Trees blurred by Jason and his dad as the needle on the Ford Ranger pickup reached ninety-five on the speedometer. Stones popcorned under the truck as it chewed up Cougar Ridge, leaving dust clouds in its wake.

“What did you find out on your call, son?”

Jason was driving and shot his old man a glance.

“Grace Garner says the insurance investigator suspects that you were actually involved in the robbery; that there was some kind of cover-up linked to the money.”

His father stared straight ahead. In the distance he saw a fading dust curtain.

“We’re gaining on him. Push it harder. She’ll take it.”

“Damn it, Dad! What really happened that day?”

“Quinn’s a smart-ass punk who doesn’t know shit!”

“Did a cop kill that boy? Did Vern? Was there some sort of cover-up? Does Sperbeck know the truth?”

“Christ, look at my fucking life! Look at what happened to me, Jason!”

They both caught the chrome glint of a rear bumper half-concealed like a phantom in the dust ahead. The vehicle was dark blue.

“Hang on!”

Jason accelerated, the Ford roared along the narrow route, bobbing on its sudden hills and valleys, sunlight flashing through the thick woods, branches slapping the body as stones boiled against its undercarriage. Jason’s ears pounded with each curve as they gained on the car.

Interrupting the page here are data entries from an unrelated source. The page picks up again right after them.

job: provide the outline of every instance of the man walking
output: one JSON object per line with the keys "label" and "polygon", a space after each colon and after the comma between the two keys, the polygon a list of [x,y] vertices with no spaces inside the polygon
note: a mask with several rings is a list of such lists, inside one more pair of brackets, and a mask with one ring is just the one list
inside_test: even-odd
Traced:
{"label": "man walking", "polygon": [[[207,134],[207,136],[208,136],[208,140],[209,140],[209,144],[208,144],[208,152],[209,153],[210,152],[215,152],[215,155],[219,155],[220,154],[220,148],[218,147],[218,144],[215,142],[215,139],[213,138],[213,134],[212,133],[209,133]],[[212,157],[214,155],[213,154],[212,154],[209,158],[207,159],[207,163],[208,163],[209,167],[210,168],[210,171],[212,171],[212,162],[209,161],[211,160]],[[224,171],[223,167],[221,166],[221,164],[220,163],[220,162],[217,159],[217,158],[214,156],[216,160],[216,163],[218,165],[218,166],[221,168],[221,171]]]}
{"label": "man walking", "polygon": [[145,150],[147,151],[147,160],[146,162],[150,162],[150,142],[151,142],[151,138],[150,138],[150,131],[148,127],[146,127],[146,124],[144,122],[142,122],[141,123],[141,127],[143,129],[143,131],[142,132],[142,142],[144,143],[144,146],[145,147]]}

“It’s him!” his old man said. “It’s a Chrylser Concorde.”

They saw Sperbeck behind the wheel, then Jason’s skin prickled when a small head surfaced from the backseat. They were suddenly looking into the frightened face of Brady Boland.

Henry Wade sucked in a deep breath before sliding a full magazine into his Glock.

“Jesus!” Jason said.

In the Concorde, Sperbeck shook his head and continued ranting about his twenty-five hard years of regret.

“-Hey pup, your old man was a first-class fool to bring his girlfriend in on the job. She was never right for it. I told him, but he wouldn’t listen. She fucked us good. It was not supposed to happen the way it did. Then the bitch wants me to ‘see the light’ after she tries to buy her way to heaven with my fucking money! Bitch. I sent her to hell where she belongs.”

Sperbeck snorted and spit out the window.

“You better hope your mom’s smarter than that dead bitch cause I got a special place picked out for you. Your mom ain’t ever going to see you again if she doesn’t find where your daddy hid my money!”

Sperbeck turned his head to glance at Brady and met a ghost.

Henry Wade glared at him from two car lengths back-pointing at him to pull over.

“What the-! Goddamnit!” Sperbeck slammed his fists against the steering wheel. “God-fucking-damnit!”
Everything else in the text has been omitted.